When a team practices the discipline of test-driven development, it gives them a new power. When all of the code’s intentions are preserved by the tests, it allows anyone to change any of the code at any time without breaking it. As far as I know, there is no other way to do this. What this means to a developer, is that it is possible to revise existing code whenever it needs to be revised.

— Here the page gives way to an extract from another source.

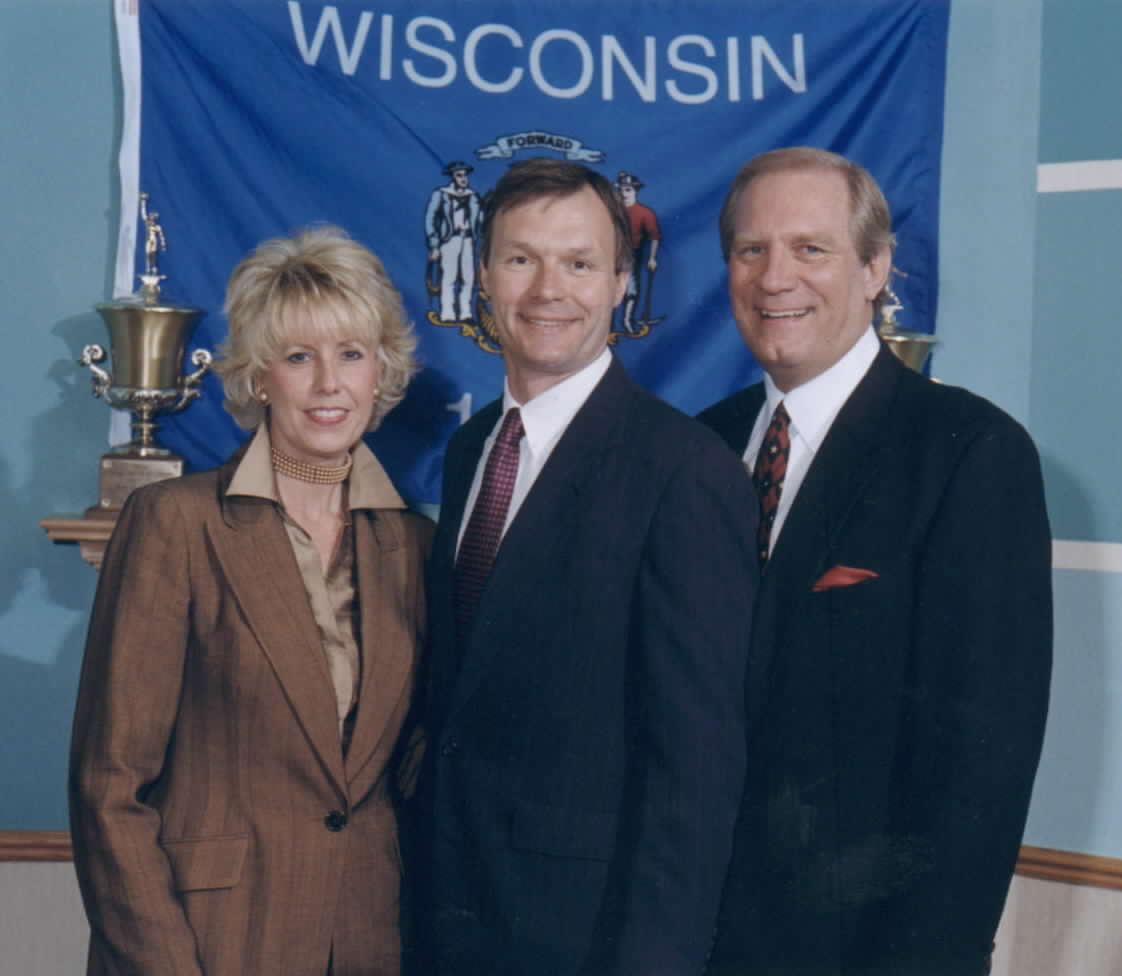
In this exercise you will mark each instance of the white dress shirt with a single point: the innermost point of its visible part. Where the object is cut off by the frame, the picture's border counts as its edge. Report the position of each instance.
(544, 420)
(812, 408)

The practice of revising existing code without changing its intended behavior is called “Refactoring.” Over the last 15 years or so, I have witnessed the power of refactoring. One of the most obvious things that refactoring does is that it helps us remove duplicated code from the system. This not only makes future change easier, it reduces the lines of code that must be maintained. By way of refactoring, TDD makes the code itself more agile. Refactoring has become such a major tool in my practice, that I now wonder if I have written more lines of code than I have deleted in the last five years. When I come to a system that is completely covered by tests, I am able to remove duplicated code. This allows me to remove duplicated tests as well. If a system hasn’t been refactored well, I may end up removing more lines of code because of duplication, than I add when I make a new features.
Refactoring improves the internal design by allowing us to do simple things like renaming variables and methods. I do realize that some of this can be done using modern refactoring tools without TDD, but there are many cases where dynamic types, strings and reflection cannot be determined by a refactoring tool. You can break a system by renaming when you don’t have tests.
When I first switched to TDD, this power was a game changer. For the first part of my career, I had to be very, very careful not to change things. I looked for ways to not touch things in order to improve my ability to finish a new feature faster. When a design is good, this can still be a good thing to do, but the fear of change usually leads to system deterioration. Doesn’t it make sense that we learn more as we spend more time in a problem domain? Don’t you think that if we know more about a problem domain that it would help us design code that matches that domain better? Then it only makes sense that we will have better ideas for the code’s design after some of the code has already been developed. The more experience we gain, the more we see how the design could be improved. TDD gives you the power to make those improvements.
As I mentioned in the previous article in this series, TDD also helps us design better interfaces because it usually forces us to build something that we can imagine. This helps us to make small, single-responsibility classes. That’s the “S” in the SOLID principles. In fact, TDD tends to naturally help us to follow most of those principles. We tend to make small classes, so they tend to be closely related to a single feature and that makes them more closed to change. That’s the Open Closed Principle. We also tend to inject the objects because they are much easier to test that way. That causes us to reverse the dependencies naturally. That’s the Dependency Inversion Principle. When we near a boundary, it becomes much harder to test, so we tend to use interfaces that represent the difficult boundaries to test. That’s the Interface Segregation Principle. Interesting isn’t it?
Have you ever considered how you might make a spider web? I’m going to guess that it wouldn’t be trivial, especially if I gave you constraints that actual spiders have, such as where certain objects are placed, how much wind there is and so on. Now what if I was able to reduce your brain to the size of a spider’s and then ask you to make those same webs?
The reason I ask such a strange question, is that it seems possible that some things we do can be done with less mental energy if we use simple, repeatable disciplines. TDD appears to be a discipline like that. When we practice it, it helps us to naturally produce beautiful code in a variety of unusual circumstances, much like a spider is able to make a beautiful and functional web in many different places and conditions.